Details | SAS/STAT 9.1 Users Guide, Volumes 1-7

Summary Statistics Represented by Box Plots

Table 18.6 lists the summary statistics represented in each box-and-whisker plot.

Table 18.6: Summary Statistics Represented by Box Plots
Group Summary Statistic	Feature of Box-and-Whisker Plot
Maximum	Endpoint of upper whisker
Third quartile (75th percentile)	Upper edge of box
Median (50th percentile)	Line inside box
Mean	Symbol marker
First quartile (25th percentile)	Lower edge of box
Minimum	Endpoint of lower whisker

Note that you can request different box plot styles, as discussed in the section 'Styles of Box Plots' on page 522, and as illustrated in Example 18.2 on page 538.

Output Data Sets

OUTBOX= Data Set

The OUTBOX= data set saves group summary statistics and outlier values. The following variables can be saved:

the group variable
the variable _VAR_ , containing the analysis variable name
the variable _TYPE_ , identifying features of box-and-whisker plots
the variable _VALUE_ , containing values of box-and-whisker plot features
the variable _ID_ , containing labels for outliers
the variable _HTML_ , containing URLs associated with plot features

_ID_ is included in the OUTBOX= data set only if one of the keywords SCHEMATICID or SCHEMATICIDFAR is specified with the BOXSTYLE= option. _HTML_ is present only if one or more of the HTML=, OUTHIGHHTML=, or OUTLOWHTML= options are specified.

Each observation in an OUTBOX= data set records the value of a single feature of one group's box-and-whisker plot, such as its mean. The _TYPE_ variable identifies the feature whose value is recorded in _VALUE_ . The following table lists valid _TYPE_ variable values:

Table 18.7: Valid _TYPE_ Values in an OUTBOX= Data Set
_TYPE_ Value	Description
N	group size
MIN	minimum group value
Q1	group first quartile
MEDIAN	group median
MEAN	group mean
Q3	group third quartile
MAX	group maximum value
LOW	low outlier value
HIGH	high outlier value
LOWHISKR	low whisker value, if different from MIN
HIWHISKR	high whisker value, if different from MAX
FARLOW	low far outlier value
FARHIGH	high far outlier value

Additionally, the following variables, if specified, are included:

block-variables
symbol-variable
BY variables
ID variables

OUTHISTORY= Data Set

The OUTHISTORY= data set saves group summary statistics. The following variables are saved:

the group variable
group minimum variables named by analysis-variable suffixed with L
group first-quartile variables named by analysis-variable suffixed with 1
group mean variables named by analysis-variable suffixed with X
group median variables named by analysis-variable suffixed with M
group third-quartile variables named by analysis-variable suffixed with 3
group maximum variables named by analysis-variable suffixed with H
group size variables named by analysis-variable suffixed with N

Subgroup summary variables are created for each analysis-variable specified in the PLOT statement. For example, consider the following statements:

  proc boxplot data=steel;   plot (width diameter)*lot / outhistory=summary;   run;

The data set SUMMARY contains variables named LOT , WIDTHL , WIDTH1 , WIDTHM , WIDTHX , WIDTH3 , WIDTHH , WIDTHN , DIAMTERL , DIAMTER1 , DIAMTERM , DIAMTERX , DIAMTER3 , DIAMTERH ,and DIAMTERN .

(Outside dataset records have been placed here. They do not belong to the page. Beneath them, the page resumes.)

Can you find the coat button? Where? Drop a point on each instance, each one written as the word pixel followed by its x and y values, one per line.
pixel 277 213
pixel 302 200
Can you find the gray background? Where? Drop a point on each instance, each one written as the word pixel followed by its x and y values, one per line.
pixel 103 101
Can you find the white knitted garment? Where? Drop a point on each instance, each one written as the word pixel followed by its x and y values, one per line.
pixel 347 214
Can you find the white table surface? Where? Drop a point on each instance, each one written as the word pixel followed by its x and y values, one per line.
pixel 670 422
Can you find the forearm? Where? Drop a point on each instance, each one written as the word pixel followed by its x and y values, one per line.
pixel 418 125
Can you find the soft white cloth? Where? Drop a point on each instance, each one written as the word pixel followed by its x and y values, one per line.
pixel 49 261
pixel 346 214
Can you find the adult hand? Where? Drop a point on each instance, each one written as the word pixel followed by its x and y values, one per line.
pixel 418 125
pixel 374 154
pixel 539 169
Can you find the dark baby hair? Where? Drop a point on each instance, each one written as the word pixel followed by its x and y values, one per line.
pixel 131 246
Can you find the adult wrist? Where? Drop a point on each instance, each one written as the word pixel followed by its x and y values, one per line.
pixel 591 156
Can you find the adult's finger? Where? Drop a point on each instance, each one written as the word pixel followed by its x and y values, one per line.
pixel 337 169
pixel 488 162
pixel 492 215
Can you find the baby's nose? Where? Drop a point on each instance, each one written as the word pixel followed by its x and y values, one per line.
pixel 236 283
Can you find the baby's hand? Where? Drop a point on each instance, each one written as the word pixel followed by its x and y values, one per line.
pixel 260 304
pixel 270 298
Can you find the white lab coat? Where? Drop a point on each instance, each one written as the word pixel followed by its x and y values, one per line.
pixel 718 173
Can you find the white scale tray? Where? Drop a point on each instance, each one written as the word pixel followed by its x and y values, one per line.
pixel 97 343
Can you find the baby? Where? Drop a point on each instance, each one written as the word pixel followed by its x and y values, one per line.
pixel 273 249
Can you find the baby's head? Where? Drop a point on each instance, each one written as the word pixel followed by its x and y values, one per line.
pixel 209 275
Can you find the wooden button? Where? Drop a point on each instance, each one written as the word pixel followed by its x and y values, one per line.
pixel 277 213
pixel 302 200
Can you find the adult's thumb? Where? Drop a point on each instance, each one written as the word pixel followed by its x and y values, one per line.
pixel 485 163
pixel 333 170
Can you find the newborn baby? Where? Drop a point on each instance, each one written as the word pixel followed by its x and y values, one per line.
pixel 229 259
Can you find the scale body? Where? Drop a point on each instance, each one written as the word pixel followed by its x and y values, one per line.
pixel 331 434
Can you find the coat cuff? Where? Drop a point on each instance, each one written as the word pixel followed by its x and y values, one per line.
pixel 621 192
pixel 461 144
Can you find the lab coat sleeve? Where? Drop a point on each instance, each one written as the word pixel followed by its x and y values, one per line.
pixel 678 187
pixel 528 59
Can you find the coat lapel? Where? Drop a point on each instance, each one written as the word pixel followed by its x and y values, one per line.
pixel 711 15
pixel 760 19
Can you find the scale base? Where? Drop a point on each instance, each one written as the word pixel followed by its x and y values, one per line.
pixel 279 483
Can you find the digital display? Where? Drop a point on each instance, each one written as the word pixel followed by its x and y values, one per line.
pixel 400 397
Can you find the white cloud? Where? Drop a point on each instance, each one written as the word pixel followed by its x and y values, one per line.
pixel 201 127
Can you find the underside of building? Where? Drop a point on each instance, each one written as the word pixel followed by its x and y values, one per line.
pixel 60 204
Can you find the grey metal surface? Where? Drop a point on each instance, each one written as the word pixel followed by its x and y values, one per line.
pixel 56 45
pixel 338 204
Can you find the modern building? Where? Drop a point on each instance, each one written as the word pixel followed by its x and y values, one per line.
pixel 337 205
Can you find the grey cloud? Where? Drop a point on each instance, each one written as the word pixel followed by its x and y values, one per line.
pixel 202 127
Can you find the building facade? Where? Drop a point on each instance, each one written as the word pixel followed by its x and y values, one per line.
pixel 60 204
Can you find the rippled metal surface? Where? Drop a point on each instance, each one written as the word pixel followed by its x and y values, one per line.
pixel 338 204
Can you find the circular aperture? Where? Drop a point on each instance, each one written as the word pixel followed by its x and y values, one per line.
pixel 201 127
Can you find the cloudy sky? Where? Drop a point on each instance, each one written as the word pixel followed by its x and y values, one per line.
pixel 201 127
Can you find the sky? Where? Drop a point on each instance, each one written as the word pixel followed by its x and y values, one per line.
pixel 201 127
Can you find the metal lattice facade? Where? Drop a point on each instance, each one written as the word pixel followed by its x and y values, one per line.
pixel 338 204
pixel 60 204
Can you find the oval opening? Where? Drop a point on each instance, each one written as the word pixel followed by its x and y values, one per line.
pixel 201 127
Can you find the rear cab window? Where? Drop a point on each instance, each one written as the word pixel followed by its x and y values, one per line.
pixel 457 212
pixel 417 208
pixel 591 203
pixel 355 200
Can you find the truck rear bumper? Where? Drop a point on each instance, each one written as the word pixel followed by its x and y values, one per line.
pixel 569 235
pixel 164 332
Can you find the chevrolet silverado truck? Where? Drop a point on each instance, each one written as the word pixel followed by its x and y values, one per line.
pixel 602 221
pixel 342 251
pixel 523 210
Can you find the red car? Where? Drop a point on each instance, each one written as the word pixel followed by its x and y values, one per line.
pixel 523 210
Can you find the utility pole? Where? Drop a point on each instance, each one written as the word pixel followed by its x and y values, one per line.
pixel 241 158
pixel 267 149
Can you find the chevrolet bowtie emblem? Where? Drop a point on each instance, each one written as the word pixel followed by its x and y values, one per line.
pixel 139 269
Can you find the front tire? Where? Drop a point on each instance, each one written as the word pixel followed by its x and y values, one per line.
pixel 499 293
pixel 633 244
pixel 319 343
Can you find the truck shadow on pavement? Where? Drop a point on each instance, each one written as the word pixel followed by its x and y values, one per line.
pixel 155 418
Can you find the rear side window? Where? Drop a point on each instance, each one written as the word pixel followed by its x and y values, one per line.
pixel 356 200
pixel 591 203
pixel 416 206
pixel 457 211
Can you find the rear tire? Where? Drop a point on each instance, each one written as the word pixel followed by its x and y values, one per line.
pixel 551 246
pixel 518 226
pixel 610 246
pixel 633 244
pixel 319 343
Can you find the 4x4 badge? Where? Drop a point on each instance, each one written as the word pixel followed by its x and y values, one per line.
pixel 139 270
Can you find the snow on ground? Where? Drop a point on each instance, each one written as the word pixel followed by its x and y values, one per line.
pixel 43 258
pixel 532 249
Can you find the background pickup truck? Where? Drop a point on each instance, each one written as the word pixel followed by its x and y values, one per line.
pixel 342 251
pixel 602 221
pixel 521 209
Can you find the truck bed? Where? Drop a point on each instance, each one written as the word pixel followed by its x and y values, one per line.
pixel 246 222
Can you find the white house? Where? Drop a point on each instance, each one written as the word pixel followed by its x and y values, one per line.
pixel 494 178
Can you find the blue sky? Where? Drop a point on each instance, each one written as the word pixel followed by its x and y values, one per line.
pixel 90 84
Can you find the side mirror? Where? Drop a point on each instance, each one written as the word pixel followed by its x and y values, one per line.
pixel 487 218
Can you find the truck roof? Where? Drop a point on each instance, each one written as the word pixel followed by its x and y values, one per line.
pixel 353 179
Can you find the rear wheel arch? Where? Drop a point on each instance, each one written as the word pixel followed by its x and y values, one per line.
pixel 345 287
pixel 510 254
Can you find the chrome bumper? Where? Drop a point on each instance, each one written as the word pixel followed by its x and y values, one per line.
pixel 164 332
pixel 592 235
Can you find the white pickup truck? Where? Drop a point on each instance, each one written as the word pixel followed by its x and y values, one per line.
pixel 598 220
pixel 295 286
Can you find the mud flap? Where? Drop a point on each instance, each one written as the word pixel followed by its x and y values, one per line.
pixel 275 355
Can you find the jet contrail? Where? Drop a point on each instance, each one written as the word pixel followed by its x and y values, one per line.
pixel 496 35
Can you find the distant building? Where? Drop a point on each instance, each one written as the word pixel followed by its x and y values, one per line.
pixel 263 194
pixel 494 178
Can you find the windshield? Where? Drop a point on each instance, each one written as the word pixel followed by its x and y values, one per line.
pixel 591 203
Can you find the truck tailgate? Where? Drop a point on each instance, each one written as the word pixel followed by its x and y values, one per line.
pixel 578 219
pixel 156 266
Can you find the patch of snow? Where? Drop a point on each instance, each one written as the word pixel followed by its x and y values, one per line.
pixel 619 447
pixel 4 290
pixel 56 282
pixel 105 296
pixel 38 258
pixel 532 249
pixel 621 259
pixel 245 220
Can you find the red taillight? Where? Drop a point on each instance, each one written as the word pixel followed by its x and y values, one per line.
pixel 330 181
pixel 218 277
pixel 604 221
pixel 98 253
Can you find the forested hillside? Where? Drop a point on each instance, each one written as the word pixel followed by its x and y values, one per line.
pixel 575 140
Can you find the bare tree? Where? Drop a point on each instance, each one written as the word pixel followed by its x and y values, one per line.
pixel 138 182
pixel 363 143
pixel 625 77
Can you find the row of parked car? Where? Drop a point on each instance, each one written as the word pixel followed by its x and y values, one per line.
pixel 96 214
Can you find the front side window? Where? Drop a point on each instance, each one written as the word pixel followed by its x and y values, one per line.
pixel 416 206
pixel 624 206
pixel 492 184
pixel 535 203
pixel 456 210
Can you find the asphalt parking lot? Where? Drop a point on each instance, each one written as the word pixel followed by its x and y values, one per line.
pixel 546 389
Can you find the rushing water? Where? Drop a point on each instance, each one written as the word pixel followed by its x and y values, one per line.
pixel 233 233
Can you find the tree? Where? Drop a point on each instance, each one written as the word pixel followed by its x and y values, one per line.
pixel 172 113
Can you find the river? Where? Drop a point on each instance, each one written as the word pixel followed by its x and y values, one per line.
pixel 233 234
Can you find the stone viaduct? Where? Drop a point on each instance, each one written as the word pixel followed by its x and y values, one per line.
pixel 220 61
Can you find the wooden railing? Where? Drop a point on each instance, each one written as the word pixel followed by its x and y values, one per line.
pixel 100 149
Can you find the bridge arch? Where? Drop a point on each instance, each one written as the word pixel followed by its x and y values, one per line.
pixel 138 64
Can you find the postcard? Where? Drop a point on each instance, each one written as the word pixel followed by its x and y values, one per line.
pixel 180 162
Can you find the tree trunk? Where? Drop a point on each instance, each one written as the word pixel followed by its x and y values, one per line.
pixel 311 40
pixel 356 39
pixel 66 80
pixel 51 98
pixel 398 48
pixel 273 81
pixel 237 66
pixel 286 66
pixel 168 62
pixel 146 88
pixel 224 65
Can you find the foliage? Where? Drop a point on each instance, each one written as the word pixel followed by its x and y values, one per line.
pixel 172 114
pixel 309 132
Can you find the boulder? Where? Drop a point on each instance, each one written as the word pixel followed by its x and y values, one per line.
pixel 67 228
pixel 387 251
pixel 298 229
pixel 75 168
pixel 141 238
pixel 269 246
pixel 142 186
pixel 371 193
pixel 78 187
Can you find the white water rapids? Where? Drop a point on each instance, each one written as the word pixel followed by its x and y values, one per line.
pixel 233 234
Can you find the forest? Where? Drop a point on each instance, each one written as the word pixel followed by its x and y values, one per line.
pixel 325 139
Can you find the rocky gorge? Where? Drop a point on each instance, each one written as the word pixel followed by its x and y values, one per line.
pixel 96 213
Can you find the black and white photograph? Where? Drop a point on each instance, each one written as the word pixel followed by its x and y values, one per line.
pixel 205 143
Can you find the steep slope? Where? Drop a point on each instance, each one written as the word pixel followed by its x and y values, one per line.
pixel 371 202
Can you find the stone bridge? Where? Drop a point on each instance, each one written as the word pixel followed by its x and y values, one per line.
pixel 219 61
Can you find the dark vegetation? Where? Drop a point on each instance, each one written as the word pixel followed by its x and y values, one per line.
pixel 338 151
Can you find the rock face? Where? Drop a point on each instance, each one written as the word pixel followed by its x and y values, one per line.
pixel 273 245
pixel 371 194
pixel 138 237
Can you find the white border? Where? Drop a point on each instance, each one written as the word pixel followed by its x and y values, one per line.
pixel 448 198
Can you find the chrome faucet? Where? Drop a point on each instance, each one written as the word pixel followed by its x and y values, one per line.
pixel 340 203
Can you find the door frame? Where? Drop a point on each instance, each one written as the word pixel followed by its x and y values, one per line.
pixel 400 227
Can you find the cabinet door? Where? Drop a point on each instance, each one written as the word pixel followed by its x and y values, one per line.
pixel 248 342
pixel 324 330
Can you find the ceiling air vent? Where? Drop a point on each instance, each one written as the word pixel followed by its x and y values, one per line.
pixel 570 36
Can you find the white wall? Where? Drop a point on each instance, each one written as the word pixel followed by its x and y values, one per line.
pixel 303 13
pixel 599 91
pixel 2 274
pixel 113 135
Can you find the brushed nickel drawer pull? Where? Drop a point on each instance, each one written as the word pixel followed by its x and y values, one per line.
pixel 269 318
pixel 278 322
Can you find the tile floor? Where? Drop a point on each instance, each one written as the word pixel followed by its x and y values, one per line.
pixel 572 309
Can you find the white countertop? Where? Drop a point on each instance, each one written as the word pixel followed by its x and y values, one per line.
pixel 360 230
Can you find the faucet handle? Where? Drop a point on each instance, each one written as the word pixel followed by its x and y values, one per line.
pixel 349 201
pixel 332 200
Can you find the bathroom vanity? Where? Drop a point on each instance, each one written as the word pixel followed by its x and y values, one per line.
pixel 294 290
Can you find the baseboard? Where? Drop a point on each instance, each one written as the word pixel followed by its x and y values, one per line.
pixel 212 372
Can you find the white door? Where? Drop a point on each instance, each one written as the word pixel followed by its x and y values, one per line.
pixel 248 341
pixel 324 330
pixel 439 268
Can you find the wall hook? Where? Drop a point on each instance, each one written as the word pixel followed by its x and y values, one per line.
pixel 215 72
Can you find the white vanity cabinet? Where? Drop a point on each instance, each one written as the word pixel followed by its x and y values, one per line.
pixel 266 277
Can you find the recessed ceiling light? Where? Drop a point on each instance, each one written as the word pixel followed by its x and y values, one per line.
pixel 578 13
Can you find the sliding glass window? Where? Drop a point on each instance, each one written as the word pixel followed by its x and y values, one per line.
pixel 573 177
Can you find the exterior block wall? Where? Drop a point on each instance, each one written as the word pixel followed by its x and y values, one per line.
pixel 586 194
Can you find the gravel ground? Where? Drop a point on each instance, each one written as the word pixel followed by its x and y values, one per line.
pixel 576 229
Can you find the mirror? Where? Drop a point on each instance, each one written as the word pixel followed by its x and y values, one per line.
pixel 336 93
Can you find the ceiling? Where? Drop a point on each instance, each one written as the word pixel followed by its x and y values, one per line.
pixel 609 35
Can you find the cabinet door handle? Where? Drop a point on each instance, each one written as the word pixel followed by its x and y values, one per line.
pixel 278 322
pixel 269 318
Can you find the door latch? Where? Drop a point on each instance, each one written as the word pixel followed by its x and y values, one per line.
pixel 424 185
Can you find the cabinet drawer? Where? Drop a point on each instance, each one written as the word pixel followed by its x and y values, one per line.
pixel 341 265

Given an analysis variable name that contains the maximum of 32 characters, the procedure first shortens the name to its first 16 characters and its last 15 characters , and then it adds the suffix.

Additionally, the following variables, if specified, are included:

BY variables
block-variables
symbol-variable
ID variables

Note that an OUTHISTORY= data set does not contain outlier values, and therefore cannot be used, in general, to save a schematic box plot. You can use an OUTBOX= data set to save a schematic box plot summary.

Input Data Sets

DATA= Data Set

You can read data (analysis variable measurements) from a data set specified with the DATA= option in the PROC BOXPLOT statement. Each analysis variable specified in the PLOT statement must be a SAS variable in the data set. This variable provides measurements that are organized into groups indexed by the group variable. The group variable, specified in the PLOT statement, must also be a SAS variable in the DATA= data set. Each observation in a DATA= data set must contain a value for each analysis variable and a value for the group variable. If the i th group contains n _i measurements, there should be n _i consecutive observations for which the value of the group variable is the index of the i th group. For example, if each group contains 20 items and there are 30 groups, the DATA= data set should contain 600 observations. Other variables that can be read from a DATA= data set include

block-variables
symbol-variable
BY variables
ID variables

BOX= Data Set

You can read group summary statistics and outlier information from a BOX= data set specified in the PROC BOXPLOT statement. This allows you to reuse OUTBOX= data sets that have been created in previous runs of the BOXPLOT procedure to reproduce schematic box plots.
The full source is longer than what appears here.